Introduction
If you're like me, localizing your applications is a tedious task that is often skipped when possible and left to the last possible moment when needed.
Once I get to the localization task, I open my browser on one screen and go to translate.google.com and begin to copy paste, copy paste, and copy paste some more.
It's not that this is a difficult task, but boy it would be nice if there was a way to automatically do these translations; that is the purpose behind this project.
How the code works
As you are probably aware, most development languages use a simple file to hold the various words and phrases that are localized within the application.
In the case of .NET these are within a .resx file which is just an XML file.
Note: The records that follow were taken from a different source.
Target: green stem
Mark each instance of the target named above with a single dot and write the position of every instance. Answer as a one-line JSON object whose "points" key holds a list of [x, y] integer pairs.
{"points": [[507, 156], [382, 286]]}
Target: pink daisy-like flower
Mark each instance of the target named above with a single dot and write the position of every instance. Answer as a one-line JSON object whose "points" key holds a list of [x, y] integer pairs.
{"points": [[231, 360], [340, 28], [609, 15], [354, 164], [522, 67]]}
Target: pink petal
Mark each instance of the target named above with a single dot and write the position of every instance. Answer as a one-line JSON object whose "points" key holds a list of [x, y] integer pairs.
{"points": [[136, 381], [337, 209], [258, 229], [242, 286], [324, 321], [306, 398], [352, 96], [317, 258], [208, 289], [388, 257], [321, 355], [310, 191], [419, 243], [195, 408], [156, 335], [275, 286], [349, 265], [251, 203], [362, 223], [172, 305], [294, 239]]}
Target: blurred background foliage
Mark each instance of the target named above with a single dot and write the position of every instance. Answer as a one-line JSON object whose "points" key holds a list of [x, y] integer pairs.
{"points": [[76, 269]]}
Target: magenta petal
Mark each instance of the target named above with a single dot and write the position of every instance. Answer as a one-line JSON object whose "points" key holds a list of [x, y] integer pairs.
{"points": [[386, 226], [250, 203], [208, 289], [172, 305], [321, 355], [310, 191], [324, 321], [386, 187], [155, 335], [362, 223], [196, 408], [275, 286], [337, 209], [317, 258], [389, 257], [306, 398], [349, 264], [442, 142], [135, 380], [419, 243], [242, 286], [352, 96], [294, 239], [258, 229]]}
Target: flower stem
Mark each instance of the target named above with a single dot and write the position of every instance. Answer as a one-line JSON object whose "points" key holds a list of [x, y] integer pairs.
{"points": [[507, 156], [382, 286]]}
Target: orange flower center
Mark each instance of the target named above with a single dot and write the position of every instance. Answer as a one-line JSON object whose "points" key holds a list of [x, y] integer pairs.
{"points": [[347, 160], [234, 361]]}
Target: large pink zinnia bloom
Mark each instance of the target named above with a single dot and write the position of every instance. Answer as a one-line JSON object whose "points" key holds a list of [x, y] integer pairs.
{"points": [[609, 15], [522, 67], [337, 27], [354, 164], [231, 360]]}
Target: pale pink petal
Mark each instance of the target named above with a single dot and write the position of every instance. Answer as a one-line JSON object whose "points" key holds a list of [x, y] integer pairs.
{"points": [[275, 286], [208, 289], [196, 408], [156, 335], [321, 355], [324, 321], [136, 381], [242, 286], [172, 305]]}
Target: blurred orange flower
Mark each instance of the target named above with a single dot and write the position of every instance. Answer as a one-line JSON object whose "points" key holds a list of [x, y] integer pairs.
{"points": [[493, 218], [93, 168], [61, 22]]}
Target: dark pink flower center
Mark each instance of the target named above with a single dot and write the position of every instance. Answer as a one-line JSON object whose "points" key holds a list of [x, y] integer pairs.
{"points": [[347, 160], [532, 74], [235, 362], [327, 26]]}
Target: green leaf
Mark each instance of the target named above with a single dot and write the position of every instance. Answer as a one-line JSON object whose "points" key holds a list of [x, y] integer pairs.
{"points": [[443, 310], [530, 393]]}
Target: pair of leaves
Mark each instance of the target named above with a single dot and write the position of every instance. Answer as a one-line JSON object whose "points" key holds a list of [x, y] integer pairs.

In Java this is typically done via
a .properties file.
The basics of how the application works are:
You provide:
- The source resource file
- The name of the desired resource file to create
- The source and destination languages
The application then:
- Copies the source file to the new destination file
- Determines if the file type is a .NET .resx or a Java .properties file based
on the file extension (we need to know in order to determine how to iterate through the file)
- We then iterate through each setting, translate it to the desired output language,
and update the value in the file.
- Note, in the case of the .NET .resx files I provided the option to only translate nodes where the name attribute ends with .Text.
This helps avoid the translation of other things in the file such as control names and types that you may not want translated.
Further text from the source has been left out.